Before selecting the best-performing model, let’s review the analysis:
Data Exploration: I identified a strong likelihood of flawed data, including unrelated variables with near-perfect correlations and outliers representing unrealistic values. These issues underscore the need for closer examination, particularly with more subtle data characteristics like bimodal distributions. In practice, such concerns would need to be addressed before progressing further.
Data Preparation: Despite the concerns, I proceeded cautiously by creating factors to represent distinct cohorts within the data and generating new variables informed by my understanding of baseball.
Modeling: In the first model, I included all the remaining
features of the dataset. The second model focused on training separate
models for each SO_FACTOR
level and combining them into a
piecewise linear structure. The third model enhanced the first by
eliminating one of the highly correlated variables from the dataset.
Below are the RMSE values for each model:
Models with only missing values imputed: - Model 1 RMSE:
15.57
- Model 2 RMSE: 15.43
- Model 3 RMSE: 15.41
Models with missing values and outliers imputed: - Model 1
RMSE: 14.59
- Model 2 RMSE: 14.82
- Model 3 RMSE: 14.59
The most effective model is Model 3, where both missing values and outliers were imputed.
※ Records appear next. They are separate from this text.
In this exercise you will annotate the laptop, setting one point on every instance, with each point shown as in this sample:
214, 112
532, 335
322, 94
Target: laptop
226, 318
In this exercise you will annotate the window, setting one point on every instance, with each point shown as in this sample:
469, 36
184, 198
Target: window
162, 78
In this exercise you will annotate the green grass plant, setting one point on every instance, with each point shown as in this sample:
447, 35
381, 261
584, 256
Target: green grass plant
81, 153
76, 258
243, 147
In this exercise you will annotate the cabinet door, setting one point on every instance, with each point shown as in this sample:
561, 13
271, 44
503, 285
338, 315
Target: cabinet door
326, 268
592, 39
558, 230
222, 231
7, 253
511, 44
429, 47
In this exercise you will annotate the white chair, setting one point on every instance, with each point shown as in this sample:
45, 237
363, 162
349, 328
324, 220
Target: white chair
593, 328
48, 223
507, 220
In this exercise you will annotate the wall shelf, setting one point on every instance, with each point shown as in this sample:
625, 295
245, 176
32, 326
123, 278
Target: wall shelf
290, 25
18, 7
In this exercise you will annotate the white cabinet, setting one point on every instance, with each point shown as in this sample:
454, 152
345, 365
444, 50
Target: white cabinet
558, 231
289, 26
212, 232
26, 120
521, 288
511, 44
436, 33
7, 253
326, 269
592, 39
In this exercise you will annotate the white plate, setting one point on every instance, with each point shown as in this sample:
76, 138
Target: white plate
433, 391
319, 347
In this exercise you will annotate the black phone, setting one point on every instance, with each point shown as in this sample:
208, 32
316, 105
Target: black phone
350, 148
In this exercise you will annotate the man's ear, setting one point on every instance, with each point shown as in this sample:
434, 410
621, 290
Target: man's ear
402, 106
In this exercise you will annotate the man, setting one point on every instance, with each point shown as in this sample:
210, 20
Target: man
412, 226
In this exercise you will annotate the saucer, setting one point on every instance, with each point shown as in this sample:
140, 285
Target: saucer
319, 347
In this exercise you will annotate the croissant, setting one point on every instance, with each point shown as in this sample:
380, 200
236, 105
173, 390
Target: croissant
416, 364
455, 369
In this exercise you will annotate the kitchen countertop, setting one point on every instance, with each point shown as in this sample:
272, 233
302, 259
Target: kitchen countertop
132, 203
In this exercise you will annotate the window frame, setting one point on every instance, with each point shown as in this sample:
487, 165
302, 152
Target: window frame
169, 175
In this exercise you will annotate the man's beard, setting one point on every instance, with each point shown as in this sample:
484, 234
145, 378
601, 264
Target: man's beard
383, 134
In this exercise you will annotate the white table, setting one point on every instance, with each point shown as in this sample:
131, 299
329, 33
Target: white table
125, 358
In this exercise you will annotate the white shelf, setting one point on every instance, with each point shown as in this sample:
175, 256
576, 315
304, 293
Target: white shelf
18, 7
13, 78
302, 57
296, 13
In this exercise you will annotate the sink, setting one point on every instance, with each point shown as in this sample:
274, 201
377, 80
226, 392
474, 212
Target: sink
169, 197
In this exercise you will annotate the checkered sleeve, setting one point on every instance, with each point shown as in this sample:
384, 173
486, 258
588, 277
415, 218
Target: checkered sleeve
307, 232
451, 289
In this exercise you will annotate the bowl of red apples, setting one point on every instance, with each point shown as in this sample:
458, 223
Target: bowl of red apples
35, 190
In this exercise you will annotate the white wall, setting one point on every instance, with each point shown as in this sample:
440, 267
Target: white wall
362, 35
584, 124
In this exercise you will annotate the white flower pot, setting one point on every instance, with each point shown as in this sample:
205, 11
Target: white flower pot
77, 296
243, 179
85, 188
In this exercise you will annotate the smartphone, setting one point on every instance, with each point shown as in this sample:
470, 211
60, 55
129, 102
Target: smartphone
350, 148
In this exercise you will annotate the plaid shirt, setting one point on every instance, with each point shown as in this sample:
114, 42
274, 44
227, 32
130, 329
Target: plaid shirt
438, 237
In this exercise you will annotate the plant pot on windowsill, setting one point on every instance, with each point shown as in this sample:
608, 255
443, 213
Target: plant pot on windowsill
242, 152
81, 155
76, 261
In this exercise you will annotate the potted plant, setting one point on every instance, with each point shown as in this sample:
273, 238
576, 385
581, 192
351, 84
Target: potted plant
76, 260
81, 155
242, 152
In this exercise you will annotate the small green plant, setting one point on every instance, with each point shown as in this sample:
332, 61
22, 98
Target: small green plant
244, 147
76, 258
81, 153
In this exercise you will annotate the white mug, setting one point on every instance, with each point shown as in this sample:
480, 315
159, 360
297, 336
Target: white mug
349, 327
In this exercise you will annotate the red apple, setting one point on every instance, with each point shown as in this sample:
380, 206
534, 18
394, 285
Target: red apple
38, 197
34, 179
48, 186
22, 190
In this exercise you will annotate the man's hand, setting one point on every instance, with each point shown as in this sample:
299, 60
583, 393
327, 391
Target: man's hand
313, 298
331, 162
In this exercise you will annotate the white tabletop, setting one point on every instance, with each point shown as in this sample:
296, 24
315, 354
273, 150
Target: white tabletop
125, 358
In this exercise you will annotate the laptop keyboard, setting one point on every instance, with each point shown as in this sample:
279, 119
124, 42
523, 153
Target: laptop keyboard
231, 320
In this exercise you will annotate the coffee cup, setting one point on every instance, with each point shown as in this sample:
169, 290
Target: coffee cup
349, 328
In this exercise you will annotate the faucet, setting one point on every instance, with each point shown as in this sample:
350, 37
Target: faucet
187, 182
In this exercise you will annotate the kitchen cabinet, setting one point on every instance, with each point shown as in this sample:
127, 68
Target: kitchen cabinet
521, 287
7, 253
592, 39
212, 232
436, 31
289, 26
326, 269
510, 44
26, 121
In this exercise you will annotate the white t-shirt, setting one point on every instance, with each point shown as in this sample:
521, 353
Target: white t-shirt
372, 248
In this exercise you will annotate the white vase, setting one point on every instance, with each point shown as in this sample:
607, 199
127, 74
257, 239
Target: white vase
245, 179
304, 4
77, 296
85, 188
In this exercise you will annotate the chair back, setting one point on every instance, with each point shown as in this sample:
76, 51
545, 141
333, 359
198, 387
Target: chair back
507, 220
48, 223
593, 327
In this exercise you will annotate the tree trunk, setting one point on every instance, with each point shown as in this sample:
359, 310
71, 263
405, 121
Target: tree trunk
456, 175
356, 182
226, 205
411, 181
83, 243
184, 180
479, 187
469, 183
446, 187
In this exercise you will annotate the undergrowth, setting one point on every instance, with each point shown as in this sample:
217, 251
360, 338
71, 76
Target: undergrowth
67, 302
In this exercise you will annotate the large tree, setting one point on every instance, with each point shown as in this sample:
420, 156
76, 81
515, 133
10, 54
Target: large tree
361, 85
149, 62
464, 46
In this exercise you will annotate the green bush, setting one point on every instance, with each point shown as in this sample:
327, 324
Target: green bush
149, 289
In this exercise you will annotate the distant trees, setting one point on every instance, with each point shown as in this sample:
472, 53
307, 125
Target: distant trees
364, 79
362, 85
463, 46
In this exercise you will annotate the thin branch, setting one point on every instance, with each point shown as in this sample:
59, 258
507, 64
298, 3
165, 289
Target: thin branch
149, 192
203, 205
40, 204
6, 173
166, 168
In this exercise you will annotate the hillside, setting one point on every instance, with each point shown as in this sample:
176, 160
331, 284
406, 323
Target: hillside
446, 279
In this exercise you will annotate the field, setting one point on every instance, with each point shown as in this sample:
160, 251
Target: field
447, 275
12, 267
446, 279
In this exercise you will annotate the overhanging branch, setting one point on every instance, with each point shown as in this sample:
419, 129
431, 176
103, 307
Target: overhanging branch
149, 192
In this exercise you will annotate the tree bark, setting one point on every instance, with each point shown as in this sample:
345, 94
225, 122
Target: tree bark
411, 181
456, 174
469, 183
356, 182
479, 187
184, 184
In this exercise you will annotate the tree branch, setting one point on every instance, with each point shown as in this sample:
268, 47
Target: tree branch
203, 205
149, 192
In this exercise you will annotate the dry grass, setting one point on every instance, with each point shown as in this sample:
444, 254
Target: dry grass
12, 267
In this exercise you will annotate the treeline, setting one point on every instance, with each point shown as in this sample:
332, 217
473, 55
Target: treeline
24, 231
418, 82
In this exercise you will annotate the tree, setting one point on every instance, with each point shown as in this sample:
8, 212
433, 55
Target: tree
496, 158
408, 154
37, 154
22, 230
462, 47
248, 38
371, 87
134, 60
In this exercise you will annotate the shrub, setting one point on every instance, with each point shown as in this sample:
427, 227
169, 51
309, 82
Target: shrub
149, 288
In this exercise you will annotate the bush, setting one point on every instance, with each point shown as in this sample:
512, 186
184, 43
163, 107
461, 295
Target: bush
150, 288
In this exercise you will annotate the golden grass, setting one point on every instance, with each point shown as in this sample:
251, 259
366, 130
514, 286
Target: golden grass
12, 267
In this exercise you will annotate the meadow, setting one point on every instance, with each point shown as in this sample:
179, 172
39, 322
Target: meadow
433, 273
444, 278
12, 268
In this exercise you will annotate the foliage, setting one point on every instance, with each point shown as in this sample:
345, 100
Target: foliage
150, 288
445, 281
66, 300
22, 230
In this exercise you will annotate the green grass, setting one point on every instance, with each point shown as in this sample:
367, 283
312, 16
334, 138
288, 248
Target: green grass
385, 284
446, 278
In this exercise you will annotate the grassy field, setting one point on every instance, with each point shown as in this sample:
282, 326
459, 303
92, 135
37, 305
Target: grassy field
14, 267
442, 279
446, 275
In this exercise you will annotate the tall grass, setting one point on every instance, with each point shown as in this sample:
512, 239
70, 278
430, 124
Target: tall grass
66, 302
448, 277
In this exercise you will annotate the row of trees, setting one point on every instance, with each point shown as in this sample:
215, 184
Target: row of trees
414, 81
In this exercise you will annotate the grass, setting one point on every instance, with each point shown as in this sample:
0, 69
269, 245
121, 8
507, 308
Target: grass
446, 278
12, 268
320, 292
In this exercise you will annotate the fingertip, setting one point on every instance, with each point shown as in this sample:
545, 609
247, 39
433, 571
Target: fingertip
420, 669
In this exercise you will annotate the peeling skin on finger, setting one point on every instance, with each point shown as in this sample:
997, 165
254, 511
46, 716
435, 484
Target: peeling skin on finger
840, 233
Unlike Model 2, this model leverages the entire training set in a unified approach, with highly significant predictors and intercepts—something not observed in all variables of Model 1. I believe the inclusion of new factors successfully mitigated some of the dataset’s flaws, while the engineered features contributed to better overall model efficiency and performance. The outlier imputation strategy further reduced RMSE and improved the quality of the residual plots.